To put this in perspective, the 1920’s was the time to forget the horrors of WWI and the astounding global loss of life to the Spanish Flu (500,000,000 infected world wide). Our COVID soup is bland in comparison.

The roaring Twenties were celebrant, extravagant, carefree, fun, and most of all pushed the world to financial collapse in 1929.

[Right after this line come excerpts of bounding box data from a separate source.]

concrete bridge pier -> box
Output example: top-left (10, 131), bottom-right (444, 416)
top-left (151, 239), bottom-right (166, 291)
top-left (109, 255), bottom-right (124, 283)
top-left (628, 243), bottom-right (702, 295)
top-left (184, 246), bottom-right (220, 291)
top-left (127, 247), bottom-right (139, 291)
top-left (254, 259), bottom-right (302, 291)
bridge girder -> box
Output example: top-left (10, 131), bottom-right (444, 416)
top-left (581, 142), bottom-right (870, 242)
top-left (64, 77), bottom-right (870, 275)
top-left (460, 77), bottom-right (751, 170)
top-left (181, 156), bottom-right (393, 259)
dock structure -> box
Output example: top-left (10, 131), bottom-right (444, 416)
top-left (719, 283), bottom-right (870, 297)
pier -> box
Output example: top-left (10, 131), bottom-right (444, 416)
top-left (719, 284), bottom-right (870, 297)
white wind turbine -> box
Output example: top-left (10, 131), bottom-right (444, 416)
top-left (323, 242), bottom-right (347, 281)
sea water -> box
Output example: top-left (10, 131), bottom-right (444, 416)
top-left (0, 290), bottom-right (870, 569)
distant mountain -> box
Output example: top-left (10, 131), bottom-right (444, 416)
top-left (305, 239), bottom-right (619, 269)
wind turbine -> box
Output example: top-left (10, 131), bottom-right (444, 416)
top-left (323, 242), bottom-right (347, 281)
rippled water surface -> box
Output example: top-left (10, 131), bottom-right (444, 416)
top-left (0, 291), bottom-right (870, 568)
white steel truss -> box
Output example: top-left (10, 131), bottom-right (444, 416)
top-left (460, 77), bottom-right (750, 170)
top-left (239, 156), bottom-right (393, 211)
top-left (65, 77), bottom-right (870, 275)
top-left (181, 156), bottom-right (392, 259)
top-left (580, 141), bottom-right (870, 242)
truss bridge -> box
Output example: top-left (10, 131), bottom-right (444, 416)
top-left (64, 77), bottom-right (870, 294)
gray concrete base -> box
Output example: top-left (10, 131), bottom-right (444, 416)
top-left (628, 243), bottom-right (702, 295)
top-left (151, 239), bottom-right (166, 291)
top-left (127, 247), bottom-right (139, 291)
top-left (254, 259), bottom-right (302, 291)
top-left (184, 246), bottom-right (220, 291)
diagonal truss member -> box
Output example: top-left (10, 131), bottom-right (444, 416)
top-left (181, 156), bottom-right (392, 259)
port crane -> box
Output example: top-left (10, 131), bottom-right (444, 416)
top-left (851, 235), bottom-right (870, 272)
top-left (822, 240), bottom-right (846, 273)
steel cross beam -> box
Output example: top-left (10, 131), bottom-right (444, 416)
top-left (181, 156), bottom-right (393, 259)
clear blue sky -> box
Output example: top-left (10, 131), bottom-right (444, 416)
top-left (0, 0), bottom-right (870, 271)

Spend, spend, spend, buy stock investments, learn new dances like the Charleston and the Collegiate, buy or build a new house, go to the movies, buy new appliances like washing machines, radios, phonographs and vinyl records, sewing machines, bet at the Long Branch racetrack, buy a new motorcar and host a gin party. Money and easy credit fuelled the flames of the roaring Twenties even in Long Branch. busy, alright, notwithstanding industrial and commercial expansions. The first bank in Long Branch was a wooden structure on the southeast corner of Long Branch Avenue and Lake Shore Blvd. Today the same location houses the Toronto Dominion Bank in the Watermark Clock Building (The Toronto and Dominion Banks amalgamated in 1955).

To handle the growing demand for financial support and tendering, a second Dominion Bank was built on the southeast corner of 40th St. and Lake Shore Blvd . It was a brick structure complete with a walk-in vault. Today the former Dominion Bank is the Fair Grounds Organic Cafe. It also was home to the Long Branch Meat market for decades.

The history of the Dominion Bank goes back to 1871, launched under the leadership of James Austin. For those of you who are familiar with the Davenport area of Toronto, James Austin’s Mansion is Spadina House on Spadina Road. Just to the south, Sir Henry Pellet’s Casa Loma is built on Austin Terrace in Austin’s namesake.

Before the Bank of Canada became the sole issuer of legal Canadian currency in 1944 the Dominion Bank bank note was the face of money in Long Branch for decades. (see illustration). The buying power of a Five Dollar Note in the 1920’s was impressive but the inflation rate was 15.6%!

Movie ticket: 15 cents. Gallon of Gasoline: 33 cents. Dozen Eggs: 47 cents. Bread: 12 cents. Postage First Class: 2 cents. Sugar 5 lbs: 35 cents. Bacon 1 lb: 47 cents. Cup of home brewed coffee: 2 cents. Entrance to the Long Branch Race Track: 1 dollar.